Des cordes et des guitares dans un même souffle
Quand Music est sorti en 1976, il sonnait comme un hymne s’élevant d’une cathédrale de lumière. La chanson s’élève d’un murmure fragile vers un climax orchestral grandiose, prenant son temps avec l’assurance de ce qui est intemporel. John Miles, encore dans la vingtaine, y avait mis tout son amour pour la musique, la composition et le drame. Formé au piano dès l’enfance et fan aussi bien de Mahler que des Beatles, Miles semblait unir la grandeur du classique et l’immédiateté du rock avec une élégance naturelle.
L’arrangement frappe par son ambition. Une section de cordes somptueuse s’entrelace avec les guitares électriques et la batterie, sans jamais étouffer la mélodie. Alan Parsons, qui a enregistré le morceau aux studios Abbey Road, y a apporté une clarté et un espace qui laissent à chaque note sa juste place. La structure elle-même raconte une histoire – une réflexion silencieuse, une intensité qui monte, une explosion finale. La voix de Miles plane au-dessus de tout cela, claire et sincère, comme quelqu’un qui vous confie quelque chose de sacré sans avoir besoin de le justifier.
Ce n’était pas le produit d’une machine de studio géante. Miles venait de Jarrow, une petite ville du nord-est de l’Angleterre, et avait fait ses preuves sur les scènes de clubs avant d’être repéré par Decca. Le succès de Music fut inattendu. Le titre grimpa dans les classements à travers l’Europe, devint un classique des radios nocturnes, et fit de Miles une icône du rock symphonique presque du jour au lendemain. Pendant des années, il ouvrait ses concerts avec ces mêmes accords qui montaient, laissant le public se taire avant que la première ligne n’arrive comme une vague douce.
John Miles est la force la plus vive et la plus prometteuse du rock britannique.
(Melody Maker, 1976)
Il y a quelque chose de cinématographique dans la façon dont la chanson se déploie. On l’imagine presque en plans larges – un théâtre vide, un projecteur solitaire, un crescendo qui enfle sous des rideaux de velours. Elle invite au silence, mais aussi à l’abandon. À une époque où le punk émergeait dans des clubs moites et où le disco enflammait les pistes de danse, Music se tenait dans un autre coin, lent et réfléchi, faisant confiance à l’auditeur pour suivre sa trajectoire. Elle ne cherchait pas à plaire dans la précipitation. Elle restait.

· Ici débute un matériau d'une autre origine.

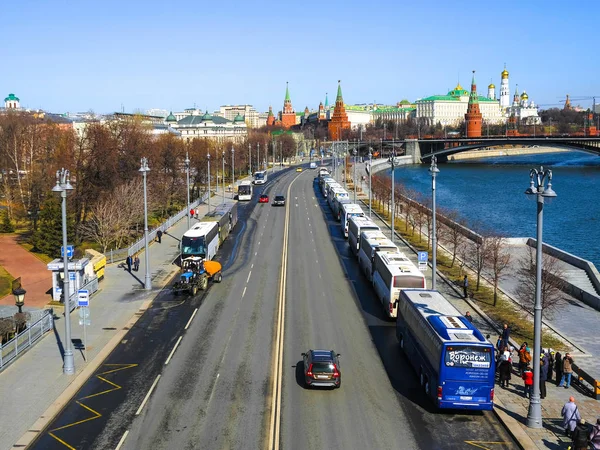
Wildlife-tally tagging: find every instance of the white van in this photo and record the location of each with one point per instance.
(394, 272)
(371, 242)
(355, 226)
(348, 210)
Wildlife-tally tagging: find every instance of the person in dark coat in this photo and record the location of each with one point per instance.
(580, 436)
(558, 367)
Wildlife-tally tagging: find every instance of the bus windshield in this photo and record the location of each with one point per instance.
(468, 357)
(193, 246)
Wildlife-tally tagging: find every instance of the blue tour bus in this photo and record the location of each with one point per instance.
(454, 362)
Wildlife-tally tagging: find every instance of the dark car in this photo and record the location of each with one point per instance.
(322, 368)
(279, 200)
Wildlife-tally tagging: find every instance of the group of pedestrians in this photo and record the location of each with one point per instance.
(577, 429)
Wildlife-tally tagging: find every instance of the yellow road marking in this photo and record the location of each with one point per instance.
(117, 368)
(479, 444)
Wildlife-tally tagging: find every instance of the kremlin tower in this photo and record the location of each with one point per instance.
(288, 116)
(504, 90)
(339, 121)
(473, 115)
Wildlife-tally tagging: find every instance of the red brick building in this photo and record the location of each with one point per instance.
(339, 121)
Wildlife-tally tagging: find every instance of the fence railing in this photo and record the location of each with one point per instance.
(122, 253)
(19, 344)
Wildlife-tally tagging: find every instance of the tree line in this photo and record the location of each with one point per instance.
(105, 208)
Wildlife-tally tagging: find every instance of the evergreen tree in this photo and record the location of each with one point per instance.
(48, 237)
(6, 226)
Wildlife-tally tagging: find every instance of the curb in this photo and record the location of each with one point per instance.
(67, 395)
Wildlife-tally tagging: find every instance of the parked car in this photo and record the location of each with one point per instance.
(279, 200)
(322, 368)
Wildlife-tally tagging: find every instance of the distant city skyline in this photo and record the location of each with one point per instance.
(134, 55)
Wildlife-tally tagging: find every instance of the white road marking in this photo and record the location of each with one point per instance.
(191, 318)
(137, 413)
(173, 351)
(122, 441)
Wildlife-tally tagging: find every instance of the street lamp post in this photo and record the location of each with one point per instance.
(63, 185)
(187, 171)
(147, 281)
(223, 176)
(208, 176)
(232, 172)
(370, 172)
(537, 188)
(354, 182)
(392, 162)
(434, 171)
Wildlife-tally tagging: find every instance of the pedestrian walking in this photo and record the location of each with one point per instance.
(543, 375)
(570, 415)
(558, 367)
(567, 371)
(505, 334)
(580, 436)
(594, 436)
(528, 380)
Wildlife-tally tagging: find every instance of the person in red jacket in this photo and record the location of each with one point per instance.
(528, 379)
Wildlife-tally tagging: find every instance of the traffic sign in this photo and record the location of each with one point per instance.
(70, 251)
(83, 297)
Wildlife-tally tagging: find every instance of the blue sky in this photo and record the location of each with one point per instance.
(68, 56)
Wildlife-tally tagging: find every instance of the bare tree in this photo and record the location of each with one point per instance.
(498, 260)
(552, 287)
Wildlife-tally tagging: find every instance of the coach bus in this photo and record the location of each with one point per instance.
(454, 362)
(392, 273)
(355, 226)
(245, 191)
(201, 240)
(260, 177)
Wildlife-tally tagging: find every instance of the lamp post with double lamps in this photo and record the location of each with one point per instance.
(393, 164)
(208, 176)
(63, 185)
(187, 172)
(434, 171)
(370, 172)
(232, 172)
(147, 280)
(537, 188)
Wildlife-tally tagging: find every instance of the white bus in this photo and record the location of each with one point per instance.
(372, 241)
(245, 191)
(348, 210)
(201, 240)
(260, 177)
(355, 226)
(394, 272)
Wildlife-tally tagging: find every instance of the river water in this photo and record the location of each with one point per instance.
(490, 192)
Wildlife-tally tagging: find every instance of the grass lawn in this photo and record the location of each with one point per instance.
(5, 282)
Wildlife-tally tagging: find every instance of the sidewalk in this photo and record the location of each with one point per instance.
(35, 276)
(511, 406)
(35, 381)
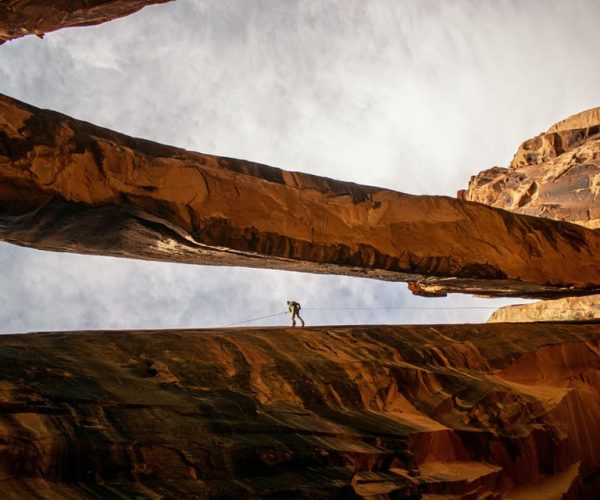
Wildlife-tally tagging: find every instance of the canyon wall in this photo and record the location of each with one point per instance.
(67, 185)
(37, 17)
(555, 175)
(329, 412)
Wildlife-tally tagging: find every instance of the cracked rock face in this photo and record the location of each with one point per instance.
(68, 185)
(396, 411)
(37, 17)
(566, 309)
(554, 175)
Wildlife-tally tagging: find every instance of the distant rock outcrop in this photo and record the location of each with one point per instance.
(554, 175)
(37, 17)
(566, 309)
(68, 185)
(464, 411)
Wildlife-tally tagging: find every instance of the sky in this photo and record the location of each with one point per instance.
(414, 96)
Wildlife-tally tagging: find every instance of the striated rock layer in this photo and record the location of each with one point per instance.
(37, 17)
(332, 412)
(67, 185)
(554, 175)
(566, 309)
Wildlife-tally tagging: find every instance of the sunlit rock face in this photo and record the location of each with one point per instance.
(566, 309)
(37, 17)
(68, 185)
(554, 175)
(330, 412)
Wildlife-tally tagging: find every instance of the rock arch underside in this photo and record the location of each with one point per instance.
(436, 411)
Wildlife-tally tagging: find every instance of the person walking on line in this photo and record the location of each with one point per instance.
(294, 308)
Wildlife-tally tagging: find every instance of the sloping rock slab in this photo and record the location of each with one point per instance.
(68, 185)
(331, 412)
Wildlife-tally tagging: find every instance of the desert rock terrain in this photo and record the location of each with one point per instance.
(473, 411)
(554, 175)
(499, 410)
(67, 185)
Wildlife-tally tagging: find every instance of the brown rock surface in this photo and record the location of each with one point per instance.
(566, 309)
(37, 17)
(67, 185)
(554, 175)
(326, 412)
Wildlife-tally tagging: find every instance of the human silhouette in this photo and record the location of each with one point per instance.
(294, 308)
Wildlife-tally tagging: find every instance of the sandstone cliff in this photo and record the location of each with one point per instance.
(566, 309)
(317, 412)
(554, 175)
(37, 17)
(67, 185)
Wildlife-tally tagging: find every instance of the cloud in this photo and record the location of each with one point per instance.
(414, 96)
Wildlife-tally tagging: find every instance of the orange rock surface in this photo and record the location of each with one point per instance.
(554, 175)
(330, 412)
(565, 309)
(70, 186)
(37, 17)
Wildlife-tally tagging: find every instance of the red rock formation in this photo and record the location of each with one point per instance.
(70, 186)
(37, 17)
(317, 412)
(566, 309)
(554, 175)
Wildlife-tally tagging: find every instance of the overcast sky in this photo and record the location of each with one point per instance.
(415, 96)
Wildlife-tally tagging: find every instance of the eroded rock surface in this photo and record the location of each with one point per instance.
(327, 412)
(67, 185)
(554, 175)
(37, 17)
(566, 309)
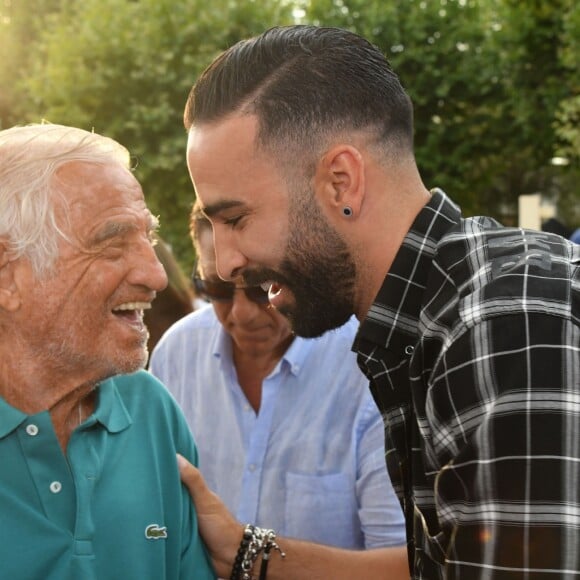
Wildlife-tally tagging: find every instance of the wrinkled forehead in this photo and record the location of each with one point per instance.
(91, 193)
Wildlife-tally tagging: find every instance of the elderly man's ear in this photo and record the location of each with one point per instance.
(9, 292)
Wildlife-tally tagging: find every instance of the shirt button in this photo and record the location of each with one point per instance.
(55, 486)
(32, 430)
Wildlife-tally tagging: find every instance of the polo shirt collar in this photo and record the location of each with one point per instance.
(393, 319)
(10, 418)
(110, 411)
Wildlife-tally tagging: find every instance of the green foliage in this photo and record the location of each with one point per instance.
(125, 68)
(495, 83)
(488, 85)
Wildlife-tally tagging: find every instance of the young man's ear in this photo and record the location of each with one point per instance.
(9, 293)
(339, 181)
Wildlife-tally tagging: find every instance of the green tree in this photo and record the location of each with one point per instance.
(125, 68)
(486, 80)
(21, 22)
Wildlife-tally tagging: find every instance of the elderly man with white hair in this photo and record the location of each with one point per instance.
(89, 486)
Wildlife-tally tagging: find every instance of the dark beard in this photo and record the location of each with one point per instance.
(322, 292)
(320, 272)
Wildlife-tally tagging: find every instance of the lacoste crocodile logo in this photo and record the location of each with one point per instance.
(155, 532)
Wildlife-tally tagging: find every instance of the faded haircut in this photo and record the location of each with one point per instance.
(30, 157)
(306, 84)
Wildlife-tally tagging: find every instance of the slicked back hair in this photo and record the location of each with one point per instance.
(306, 84)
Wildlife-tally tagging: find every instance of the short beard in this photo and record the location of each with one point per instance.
(319, 271)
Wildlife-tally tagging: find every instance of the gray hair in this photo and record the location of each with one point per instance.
(30, 157)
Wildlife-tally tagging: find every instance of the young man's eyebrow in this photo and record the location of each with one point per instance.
(216, 208)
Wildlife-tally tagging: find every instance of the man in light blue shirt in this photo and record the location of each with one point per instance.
(287, 431)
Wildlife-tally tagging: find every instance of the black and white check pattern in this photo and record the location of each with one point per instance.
(472, 348)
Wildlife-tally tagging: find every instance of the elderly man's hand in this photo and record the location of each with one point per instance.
(218, 528)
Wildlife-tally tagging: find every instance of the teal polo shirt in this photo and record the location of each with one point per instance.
(112, 509)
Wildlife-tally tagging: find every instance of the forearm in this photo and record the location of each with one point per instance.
(318, 562)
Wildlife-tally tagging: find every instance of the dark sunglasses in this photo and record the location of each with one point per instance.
(220, 291)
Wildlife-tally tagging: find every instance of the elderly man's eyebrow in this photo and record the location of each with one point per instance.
(112, 230)
(215, 209)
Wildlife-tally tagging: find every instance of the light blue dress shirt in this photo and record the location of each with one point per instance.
(311, 463)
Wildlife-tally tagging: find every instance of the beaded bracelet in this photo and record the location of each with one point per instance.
(254, 542)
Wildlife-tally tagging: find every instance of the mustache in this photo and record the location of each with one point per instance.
(258, 276)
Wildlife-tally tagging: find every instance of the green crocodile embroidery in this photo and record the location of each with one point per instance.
(155, 532)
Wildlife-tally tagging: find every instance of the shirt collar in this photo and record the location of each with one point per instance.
(10, 418)
(294, 356)
(392, 321)
(110, 411)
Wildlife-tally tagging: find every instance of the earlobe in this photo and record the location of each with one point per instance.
(339, 181)
(9, 294)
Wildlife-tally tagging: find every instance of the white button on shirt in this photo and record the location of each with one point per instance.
(55, 486)
(32, 430)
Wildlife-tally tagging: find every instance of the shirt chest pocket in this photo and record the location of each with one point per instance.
(322, 508)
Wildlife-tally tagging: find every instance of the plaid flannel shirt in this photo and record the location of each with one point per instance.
(472, 348)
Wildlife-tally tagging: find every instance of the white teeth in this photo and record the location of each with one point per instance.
(133, 306)
(274, 291)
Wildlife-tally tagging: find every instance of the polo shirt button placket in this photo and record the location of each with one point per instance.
(55, 487)
(32, 430)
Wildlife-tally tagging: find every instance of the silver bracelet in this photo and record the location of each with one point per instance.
(255, 541)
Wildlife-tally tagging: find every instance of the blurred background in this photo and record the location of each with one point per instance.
(495, 83)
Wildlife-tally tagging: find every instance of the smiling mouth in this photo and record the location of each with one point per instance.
(272, 288)
(132, 311)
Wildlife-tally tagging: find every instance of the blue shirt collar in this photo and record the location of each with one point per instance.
(294, 357)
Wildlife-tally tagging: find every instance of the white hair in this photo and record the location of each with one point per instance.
(30, 157)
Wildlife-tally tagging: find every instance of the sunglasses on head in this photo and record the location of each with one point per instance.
(220, 291)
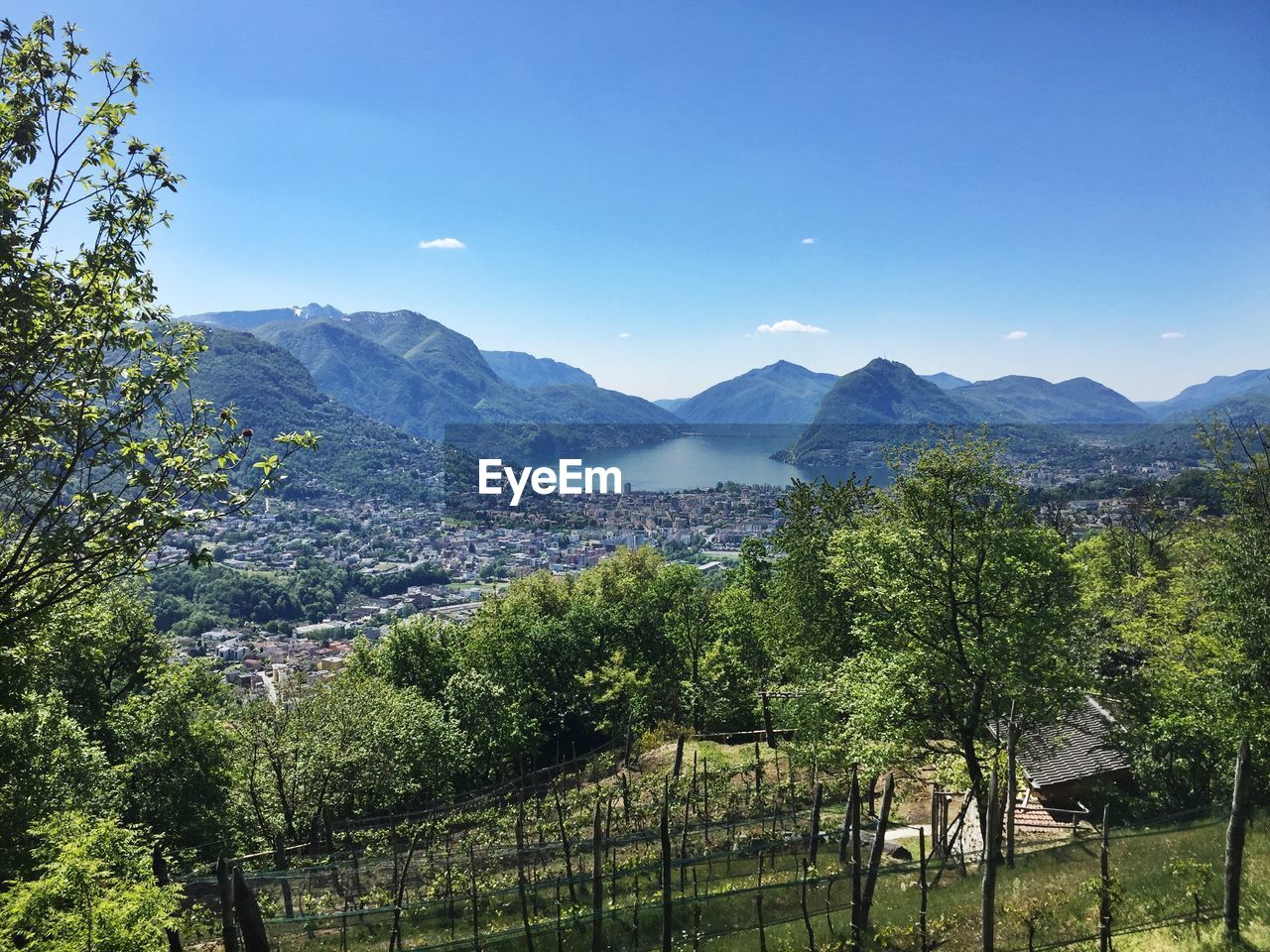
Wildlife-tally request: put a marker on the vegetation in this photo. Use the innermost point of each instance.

John Miles a continué à jouer pendant des décennies après Music, en tournée avec Tina Turner ou au sein de l’Alan Parsons Live Project, mais ce morceau est resté sa signature. Ce n’était pas un hasard. C’était le fruit d’une précision, d’un instinct, et d’une foi dans le pouvoir de la mélodie à porter l’émotion. Chaque année, quelque part en Europe, un jeune orchestre découvre la chanson et la rejoue. Les notes ne vieillissent pas. Elles attendent simplement d’être entendues à nouveau, avec la même oreille ouverte.